TechnoEnvironments describe newly evolving socio-materialities connected to technology in environmental transformations in SEA. TechnoEnvironments are constituted and mediated by material infrastructures, connecting and simultaneously excluding people, things, and ideas. More empirically grounded work is needed in the field of socio-materiality to reveal interlinkages between newly introduced technologies and socio-political realms.
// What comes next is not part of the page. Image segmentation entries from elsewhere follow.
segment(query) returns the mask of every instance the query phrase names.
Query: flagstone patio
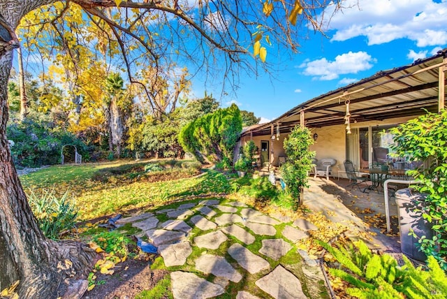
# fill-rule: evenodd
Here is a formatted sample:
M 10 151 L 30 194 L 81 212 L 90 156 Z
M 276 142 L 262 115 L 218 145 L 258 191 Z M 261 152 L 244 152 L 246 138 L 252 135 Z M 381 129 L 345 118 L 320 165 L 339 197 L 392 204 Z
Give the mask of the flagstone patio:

We look at how material characteristics of things and technology dictate the particular forms for their conceptualization (Holbraad 2011). According to Latour (2005) we define ‘the social’ as an assembly of human and non-human interactions. We link to Alaimo and Hekman’s (2008) understanding that the non-human realm has signifying force and intersectionality determines human-material connections.

We aim to discuss methods to analyse socio-material imaginaries and practices and to examine the relations that hold them in place and the labours that sustain them (Suchman 2012). We thus need to investigate the specific agential intra-actions determining the boundaries and properties of a phenomena and turn particular embodied concepts meaningful. We are interested in how to research complex socio-material practices to understand ever new relations between the “natural”and the technological, their meanings and imaginaries (Le Cain 2017). Against the background of sustainability discourses, we test transdisciplinary approaches as well as the potential of art-based-research. We warmly welcome short think pieces on
• How do the conceptualizations of TechnoEnvironments travel globally and are implemented locally? Which knowledge is produced by whom, for whom and transferred?
• How does intersectionality play a role in thinking about socio-materialities in respect to class, race and gender for example in defining technology as male and ‘nature’ as female?
• How can a transdisciplinary research approach involve different knowledge producers under semi-authoritarian conditions and for example employ art-based-research? We invite contributions coming from STS (Science and technology studies), sustainability science, environmental anthropology and area studies to contribute to an interactive workshop. Conveners will present the results of these meetings to a larger audience at the end of the conference.